After understanding God’s message for her, my mom came to the realization that all of this worrying was meaningless given who was supposed to be in charge of the situation. She realized that the reason she felt like she was helpless was because she was trying to take control of a situation that was inherently out of her control, and relinquishing that control to God left her with a sense of peace she had not even initially asked for.

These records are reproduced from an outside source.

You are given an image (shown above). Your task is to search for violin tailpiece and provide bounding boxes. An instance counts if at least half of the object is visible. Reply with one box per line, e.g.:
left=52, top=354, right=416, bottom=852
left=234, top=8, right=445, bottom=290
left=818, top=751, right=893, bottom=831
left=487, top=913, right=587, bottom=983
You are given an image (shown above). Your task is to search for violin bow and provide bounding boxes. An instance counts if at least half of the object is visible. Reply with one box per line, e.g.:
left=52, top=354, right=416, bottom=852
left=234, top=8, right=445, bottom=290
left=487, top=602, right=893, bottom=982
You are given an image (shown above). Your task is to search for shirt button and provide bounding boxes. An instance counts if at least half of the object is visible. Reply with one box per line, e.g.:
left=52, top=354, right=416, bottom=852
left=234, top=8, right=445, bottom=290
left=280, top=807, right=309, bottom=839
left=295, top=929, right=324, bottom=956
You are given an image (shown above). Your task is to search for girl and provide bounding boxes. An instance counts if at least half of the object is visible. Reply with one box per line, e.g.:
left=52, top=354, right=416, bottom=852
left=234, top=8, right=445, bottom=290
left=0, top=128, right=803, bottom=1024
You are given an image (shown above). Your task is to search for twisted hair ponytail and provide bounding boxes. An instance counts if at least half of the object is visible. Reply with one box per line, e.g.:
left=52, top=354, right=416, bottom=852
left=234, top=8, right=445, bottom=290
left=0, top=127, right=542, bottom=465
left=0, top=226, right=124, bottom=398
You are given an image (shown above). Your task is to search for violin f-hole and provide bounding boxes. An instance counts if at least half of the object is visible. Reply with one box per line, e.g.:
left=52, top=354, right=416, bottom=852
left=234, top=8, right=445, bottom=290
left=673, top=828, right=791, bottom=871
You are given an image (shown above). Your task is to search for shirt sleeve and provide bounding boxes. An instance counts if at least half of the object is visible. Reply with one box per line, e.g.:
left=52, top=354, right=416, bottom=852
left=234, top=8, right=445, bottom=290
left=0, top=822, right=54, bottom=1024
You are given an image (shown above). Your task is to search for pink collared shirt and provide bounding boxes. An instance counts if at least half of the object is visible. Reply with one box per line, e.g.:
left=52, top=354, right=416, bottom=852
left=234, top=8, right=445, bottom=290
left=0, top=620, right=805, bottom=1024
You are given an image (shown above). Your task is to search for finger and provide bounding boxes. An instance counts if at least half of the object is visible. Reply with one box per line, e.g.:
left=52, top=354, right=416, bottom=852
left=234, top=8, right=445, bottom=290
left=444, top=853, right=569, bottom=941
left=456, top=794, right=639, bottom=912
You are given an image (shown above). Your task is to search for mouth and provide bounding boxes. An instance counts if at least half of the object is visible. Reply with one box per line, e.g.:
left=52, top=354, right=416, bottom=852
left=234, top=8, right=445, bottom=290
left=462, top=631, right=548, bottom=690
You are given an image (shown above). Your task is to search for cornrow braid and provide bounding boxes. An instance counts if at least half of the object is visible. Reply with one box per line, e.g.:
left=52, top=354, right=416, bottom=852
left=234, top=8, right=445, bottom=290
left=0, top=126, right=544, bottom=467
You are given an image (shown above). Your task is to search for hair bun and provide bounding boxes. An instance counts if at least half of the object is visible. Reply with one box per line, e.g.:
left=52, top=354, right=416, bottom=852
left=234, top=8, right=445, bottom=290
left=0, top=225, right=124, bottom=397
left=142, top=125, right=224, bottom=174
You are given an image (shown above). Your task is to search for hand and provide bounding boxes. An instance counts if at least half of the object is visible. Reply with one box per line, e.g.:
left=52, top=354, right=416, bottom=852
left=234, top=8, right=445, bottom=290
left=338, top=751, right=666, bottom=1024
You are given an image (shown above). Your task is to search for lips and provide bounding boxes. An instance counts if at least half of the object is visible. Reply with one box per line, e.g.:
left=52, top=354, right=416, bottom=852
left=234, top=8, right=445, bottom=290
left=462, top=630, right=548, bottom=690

Ultimately, we were able to figure things out, and through several meetings that were possible only through God’s providence, our family was able to retain residency and eventually went on to become naturalized as citizens. And through a surprisingly vulnerable moment, I was able to discover the true essence of a phrase that for me had simply devolved into a Christian cliché, and recognize it for the victorious phrase that it was: “The Lord is my shepherd”.
Recently graduated from Andrews University with a degree in Theology and is currently serving as the youth pastor at RoC Fellowship in Portland, Oregon.